Cec, there you go again, quoting the bibles!

If the F2 is present then it must be daylight.

And if its daylight then the E-Layer must also be present.

For a groundpath distance of 400 miles the most likely reflector is
the E-Layer. In daylight the E-Layer is an excellent, stable
reflector. Furthermore, the radio path distance is considerably
shorter than via the higher F1 or F2-Layers.

The height of the E-Layer is about 70 miles.

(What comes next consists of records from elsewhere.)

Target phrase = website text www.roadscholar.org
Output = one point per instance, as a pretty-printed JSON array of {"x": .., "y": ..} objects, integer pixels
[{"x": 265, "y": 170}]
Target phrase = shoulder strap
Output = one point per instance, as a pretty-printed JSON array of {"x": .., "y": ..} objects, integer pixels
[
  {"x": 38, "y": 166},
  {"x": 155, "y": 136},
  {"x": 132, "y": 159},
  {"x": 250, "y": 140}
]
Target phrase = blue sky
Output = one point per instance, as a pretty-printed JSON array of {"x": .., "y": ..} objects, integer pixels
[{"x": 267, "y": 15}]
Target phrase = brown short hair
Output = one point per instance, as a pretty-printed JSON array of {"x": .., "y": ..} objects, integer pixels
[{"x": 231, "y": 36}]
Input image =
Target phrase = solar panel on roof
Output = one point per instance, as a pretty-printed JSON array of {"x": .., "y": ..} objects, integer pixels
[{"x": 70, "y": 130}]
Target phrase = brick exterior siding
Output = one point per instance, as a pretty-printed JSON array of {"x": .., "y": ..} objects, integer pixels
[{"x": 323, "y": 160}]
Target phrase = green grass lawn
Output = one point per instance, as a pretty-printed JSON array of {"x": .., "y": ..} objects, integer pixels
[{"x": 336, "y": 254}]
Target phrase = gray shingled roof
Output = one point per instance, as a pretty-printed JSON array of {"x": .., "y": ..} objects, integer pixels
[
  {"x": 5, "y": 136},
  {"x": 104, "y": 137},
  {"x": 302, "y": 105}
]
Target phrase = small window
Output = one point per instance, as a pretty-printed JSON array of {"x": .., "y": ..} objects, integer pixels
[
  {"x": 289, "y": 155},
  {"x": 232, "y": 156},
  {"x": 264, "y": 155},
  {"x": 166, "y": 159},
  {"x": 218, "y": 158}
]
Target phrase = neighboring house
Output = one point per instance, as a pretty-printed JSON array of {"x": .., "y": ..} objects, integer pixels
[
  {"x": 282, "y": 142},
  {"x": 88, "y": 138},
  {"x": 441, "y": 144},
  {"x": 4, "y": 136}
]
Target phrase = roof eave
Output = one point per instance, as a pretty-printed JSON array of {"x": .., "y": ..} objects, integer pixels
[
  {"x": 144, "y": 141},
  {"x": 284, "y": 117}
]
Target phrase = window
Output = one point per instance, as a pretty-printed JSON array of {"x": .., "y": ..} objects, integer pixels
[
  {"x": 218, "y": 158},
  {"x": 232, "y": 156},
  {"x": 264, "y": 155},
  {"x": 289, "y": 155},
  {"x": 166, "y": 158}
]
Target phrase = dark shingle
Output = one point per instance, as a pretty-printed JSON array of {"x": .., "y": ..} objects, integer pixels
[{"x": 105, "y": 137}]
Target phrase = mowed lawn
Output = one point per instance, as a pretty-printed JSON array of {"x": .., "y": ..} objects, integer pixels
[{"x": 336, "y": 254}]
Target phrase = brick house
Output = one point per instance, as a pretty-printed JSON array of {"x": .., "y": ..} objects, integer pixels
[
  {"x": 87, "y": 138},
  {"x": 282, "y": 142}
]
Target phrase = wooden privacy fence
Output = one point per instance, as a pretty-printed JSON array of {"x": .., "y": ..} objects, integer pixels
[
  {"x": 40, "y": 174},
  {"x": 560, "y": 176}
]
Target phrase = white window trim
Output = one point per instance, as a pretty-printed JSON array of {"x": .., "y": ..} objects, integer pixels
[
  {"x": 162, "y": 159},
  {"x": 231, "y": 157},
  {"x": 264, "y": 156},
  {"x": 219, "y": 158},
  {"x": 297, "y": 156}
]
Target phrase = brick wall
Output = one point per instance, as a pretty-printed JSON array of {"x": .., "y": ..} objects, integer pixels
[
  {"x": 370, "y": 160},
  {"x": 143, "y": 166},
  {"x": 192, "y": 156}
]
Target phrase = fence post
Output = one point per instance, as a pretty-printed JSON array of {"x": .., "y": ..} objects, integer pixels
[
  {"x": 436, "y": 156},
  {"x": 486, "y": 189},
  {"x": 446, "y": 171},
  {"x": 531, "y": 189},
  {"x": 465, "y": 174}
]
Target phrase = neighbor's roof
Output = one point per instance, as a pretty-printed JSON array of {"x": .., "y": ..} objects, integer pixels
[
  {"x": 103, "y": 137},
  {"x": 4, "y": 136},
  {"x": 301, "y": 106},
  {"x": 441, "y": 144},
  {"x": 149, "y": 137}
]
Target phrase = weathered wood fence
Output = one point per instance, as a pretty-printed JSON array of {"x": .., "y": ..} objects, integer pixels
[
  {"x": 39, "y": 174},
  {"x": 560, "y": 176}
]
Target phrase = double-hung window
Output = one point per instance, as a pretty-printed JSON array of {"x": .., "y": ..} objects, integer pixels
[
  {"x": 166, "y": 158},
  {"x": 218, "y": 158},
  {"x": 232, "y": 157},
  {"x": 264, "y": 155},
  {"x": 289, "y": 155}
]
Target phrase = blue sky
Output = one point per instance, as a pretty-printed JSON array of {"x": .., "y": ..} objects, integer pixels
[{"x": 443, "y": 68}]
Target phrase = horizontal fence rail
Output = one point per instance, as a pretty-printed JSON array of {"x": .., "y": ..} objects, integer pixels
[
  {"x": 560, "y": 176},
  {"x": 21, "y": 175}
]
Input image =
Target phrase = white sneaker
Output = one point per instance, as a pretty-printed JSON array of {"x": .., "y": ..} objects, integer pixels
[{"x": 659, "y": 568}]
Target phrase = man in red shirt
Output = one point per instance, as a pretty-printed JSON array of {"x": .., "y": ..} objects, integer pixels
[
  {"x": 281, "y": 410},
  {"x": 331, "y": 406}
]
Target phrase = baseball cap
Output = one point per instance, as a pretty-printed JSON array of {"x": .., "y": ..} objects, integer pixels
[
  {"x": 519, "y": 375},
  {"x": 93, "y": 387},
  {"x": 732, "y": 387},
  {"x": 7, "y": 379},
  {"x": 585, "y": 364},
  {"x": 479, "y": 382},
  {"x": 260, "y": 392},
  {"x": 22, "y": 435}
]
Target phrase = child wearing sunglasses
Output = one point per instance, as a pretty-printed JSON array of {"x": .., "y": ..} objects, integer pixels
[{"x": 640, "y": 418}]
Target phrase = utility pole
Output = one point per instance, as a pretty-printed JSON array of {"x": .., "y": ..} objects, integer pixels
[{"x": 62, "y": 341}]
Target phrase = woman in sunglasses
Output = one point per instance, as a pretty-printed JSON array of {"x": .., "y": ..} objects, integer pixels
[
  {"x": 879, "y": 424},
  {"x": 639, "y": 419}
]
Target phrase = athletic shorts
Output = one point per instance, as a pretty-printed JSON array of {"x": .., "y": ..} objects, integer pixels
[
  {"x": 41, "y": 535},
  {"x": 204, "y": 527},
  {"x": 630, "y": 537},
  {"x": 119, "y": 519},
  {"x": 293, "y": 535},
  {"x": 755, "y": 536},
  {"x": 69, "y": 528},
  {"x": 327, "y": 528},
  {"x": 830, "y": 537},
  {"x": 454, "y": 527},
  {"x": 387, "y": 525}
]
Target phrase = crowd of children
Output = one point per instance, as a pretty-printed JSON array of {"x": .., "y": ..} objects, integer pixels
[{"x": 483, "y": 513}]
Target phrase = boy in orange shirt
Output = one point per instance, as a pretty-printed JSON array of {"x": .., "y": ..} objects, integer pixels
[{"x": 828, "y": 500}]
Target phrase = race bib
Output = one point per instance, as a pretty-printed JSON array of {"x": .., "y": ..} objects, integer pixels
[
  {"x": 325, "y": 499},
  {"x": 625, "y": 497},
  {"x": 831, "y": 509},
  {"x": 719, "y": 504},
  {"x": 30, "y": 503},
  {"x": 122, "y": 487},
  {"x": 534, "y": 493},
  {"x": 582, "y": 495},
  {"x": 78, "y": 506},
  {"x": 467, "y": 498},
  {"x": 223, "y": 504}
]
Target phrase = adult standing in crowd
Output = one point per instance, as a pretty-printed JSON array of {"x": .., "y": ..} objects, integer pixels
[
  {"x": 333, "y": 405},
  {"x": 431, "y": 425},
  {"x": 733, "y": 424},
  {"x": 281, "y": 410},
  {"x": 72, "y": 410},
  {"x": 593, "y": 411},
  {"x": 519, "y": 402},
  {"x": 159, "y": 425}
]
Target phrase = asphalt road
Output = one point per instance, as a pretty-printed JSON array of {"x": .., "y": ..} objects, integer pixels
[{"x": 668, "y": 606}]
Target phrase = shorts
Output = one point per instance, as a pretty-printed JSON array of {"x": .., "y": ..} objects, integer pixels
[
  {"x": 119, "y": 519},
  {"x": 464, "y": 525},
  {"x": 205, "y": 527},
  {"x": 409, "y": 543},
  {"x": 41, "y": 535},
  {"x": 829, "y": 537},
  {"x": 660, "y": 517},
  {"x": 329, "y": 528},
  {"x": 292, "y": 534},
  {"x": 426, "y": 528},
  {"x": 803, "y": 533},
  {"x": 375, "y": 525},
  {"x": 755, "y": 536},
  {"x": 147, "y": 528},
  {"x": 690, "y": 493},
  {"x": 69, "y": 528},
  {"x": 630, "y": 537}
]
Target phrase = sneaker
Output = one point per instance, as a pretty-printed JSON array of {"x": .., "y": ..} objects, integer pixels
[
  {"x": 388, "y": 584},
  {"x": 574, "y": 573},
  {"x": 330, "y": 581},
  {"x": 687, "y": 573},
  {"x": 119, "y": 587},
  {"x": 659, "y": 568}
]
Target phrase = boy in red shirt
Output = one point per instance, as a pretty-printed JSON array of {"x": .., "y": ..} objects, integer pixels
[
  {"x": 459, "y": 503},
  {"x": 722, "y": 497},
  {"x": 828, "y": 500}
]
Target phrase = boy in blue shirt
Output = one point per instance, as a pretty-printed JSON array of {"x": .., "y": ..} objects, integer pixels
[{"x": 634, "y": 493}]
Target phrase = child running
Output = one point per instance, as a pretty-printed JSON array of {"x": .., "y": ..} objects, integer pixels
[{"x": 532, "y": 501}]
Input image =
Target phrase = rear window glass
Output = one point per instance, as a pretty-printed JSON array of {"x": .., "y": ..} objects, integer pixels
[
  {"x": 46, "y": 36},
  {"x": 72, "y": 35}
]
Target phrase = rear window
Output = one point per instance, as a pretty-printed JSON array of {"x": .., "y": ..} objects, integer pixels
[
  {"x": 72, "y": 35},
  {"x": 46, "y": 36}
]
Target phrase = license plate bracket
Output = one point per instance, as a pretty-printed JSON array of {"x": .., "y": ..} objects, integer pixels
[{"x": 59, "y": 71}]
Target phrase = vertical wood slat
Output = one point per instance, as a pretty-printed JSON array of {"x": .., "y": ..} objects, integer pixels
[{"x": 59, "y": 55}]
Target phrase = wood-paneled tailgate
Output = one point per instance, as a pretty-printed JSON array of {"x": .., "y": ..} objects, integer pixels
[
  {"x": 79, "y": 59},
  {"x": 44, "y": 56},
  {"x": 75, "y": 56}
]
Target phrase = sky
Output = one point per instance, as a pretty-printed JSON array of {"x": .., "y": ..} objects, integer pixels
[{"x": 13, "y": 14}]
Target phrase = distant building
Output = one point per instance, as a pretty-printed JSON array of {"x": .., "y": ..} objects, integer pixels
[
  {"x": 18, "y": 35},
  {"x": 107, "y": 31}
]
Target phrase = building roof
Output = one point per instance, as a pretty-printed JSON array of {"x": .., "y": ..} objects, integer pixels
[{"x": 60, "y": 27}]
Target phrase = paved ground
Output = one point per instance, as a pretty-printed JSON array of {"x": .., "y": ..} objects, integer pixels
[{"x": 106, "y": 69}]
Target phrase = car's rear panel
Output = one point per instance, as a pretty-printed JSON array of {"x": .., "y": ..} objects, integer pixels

Assuming a flat Earth, the elevation angle is -

ArcTan(70/200) = 19 degrees.

It depends to some extent on the E-Layer critical frequency and the
MUF. If the MUF is low enough and the transmit frequency is high
enough, e.g., 14 or 21 MHz, then the wave may pass right through the
E-Layer and be reflected most likely by the F1-Layer at a height of
roughly 300 miles.

Signals received via the F-Layers, if received at all, will be weaker
than via the E-Layer, if only because the path length is greater.

The elevation angle via the F1-Layer will be about -

ArcTan(300/200) = 56 degrees.

At night the E and F2 layers disappear. There remains only the
nighttime F at a height of about 200 miles to give an elevation angle
of 45 degrees.

That is, of course, if the nighttime-F critical frequency and MUF
allows propagation. There are such things as skip distances.

( Roy, no, I havn't made arrangements with high power broadcasters at
known distances to make tests to prove the foregoing predictions. And
yes, I know it's refraction and not reflection.)
----
Reg, G4FGQ.
========================================

"Cecil Moore" wrote in message
. net...
Ken Bessler wrote:
Lets assume a single hop 40m signal from 400 miles away. What
elevation angle does it arrive at? Both stations are using
inverted V's
at nominal height. There are no large bodies of water in between.

Daytime and/or nighttime.

That chart is in the ARRL Antenna Book. Assuming F2 layer
reflection, the arriving angle is reported to be in excess
of 50 degrees.
--
73, Cecil http://www.qsl.net/w5dxp